Yes. I mean it’s not so easy in totally ambiguous cases like this to judge, but I think this interview could help our audience and Iranian users have a better understanding of his mindset and also about what he actually did. He also leaked some details of his sophisticated attack on the DigiNotar servers for the first time in that interview that made it more interesting.

- What type of feedback did you receive?

It was very hard to convince our editor-in-chief to publish the interview like an interview (I mean only questions and answers) because he believed that the hacker’s narrative and what he said was very much pro-regime, and we’re not Iranian regime’s propaganda machine. At the end, he said it should be published like a report, including the comments of a security expert on what the hacker was claiming, so that we could balance the interview. The feedback was awesome! It was the most-visited item in our website for a week.
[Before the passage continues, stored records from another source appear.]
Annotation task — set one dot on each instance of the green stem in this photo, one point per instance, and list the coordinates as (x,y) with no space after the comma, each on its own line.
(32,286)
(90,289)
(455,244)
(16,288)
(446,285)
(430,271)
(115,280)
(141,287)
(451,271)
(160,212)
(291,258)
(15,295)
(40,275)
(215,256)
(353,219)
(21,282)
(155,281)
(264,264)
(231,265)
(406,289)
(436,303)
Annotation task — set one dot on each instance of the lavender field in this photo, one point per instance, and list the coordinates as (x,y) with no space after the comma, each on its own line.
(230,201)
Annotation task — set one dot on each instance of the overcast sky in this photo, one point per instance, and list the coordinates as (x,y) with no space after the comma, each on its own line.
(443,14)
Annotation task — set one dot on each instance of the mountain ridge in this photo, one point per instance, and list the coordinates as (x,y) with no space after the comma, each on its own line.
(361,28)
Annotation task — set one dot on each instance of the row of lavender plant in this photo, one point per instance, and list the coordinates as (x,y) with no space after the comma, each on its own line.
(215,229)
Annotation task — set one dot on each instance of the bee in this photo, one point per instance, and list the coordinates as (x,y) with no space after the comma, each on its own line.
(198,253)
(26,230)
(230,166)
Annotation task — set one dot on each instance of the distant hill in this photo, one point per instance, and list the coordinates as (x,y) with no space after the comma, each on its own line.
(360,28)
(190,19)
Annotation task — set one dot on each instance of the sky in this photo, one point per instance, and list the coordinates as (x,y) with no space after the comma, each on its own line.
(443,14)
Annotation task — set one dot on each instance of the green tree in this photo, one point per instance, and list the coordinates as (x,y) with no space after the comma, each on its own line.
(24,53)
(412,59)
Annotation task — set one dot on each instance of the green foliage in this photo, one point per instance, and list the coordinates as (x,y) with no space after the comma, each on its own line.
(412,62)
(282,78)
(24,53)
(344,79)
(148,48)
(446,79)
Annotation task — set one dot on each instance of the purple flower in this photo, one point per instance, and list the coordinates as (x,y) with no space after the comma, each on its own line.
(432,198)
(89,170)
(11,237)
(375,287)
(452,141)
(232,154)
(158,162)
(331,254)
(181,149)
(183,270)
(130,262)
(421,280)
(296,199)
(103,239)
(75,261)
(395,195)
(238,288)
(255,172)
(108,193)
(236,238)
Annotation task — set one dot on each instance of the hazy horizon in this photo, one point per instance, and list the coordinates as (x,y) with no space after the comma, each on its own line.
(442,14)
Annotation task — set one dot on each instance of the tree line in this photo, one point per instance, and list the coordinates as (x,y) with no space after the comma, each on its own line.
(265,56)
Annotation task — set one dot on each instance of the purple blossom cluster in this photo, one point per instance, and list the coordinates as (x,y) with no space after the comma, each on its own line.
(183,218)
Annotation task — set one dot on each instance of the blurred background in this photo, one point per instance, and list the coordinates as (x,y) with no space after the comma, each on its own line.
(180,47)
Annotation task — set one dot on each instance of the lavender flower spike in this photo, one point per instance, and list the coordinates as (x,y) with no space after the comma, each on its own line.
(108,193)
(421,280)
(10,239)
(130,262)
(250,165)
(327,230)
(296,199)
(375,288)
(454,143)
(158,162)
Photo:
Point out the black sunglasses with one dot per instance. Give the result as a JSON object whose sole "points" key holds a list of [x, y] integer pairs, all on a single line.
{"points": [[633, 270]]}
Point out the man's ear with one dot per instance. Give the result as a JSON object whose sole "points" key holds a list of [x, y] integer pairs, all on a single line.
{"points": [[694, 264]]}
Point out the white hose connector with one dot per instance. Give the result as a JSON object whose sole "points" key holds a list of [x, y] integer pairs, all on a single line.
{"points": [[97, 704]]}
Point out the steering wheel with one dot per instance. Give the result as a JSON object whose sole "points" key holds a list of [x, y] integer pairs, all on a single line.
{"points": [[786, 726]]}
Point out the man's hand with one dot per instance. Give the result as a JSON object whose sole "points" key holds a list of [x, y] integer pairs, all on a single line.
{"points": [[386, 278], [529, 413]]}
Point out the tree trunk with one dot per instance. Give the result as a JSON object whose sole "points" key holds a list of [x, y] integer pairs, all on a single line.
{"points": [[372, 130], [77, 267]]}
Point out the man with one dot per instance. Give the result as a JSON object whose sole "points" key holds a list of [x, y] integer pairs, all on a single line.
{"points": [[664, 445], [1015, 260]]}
- When did Iran first get involved in the professional hacking game?

The Iranian government started to hire lots of security experts and hackers 4-5 years ago. What we hear about the cyber-army of Iran that mostly consists of these folks that usually do not support the regime ideologically, but IRGC, Islamic Revolutionary Guards Corps, pay them very well, and they do some penetration projects for them in what they call a “soft war.”

They have yet to really take advantage of these groups. Instead, most of the very famous attacks are done by individuals, but the regime has tried to exploit them and use them as a means for propaganda. Now they know that this field is becoming more and more important and they’re trying to organize it in a better way.

- Why do you think Iran is trying hard to break into this field?

It’s just a matter of power. They want to show that they have enough power to stand against super-powers and hacking is a good means of doing so because it usually gets huge media coverage. That’s what they want: “soft war” is nothing but psy/ops (psychological operations) and media coverage.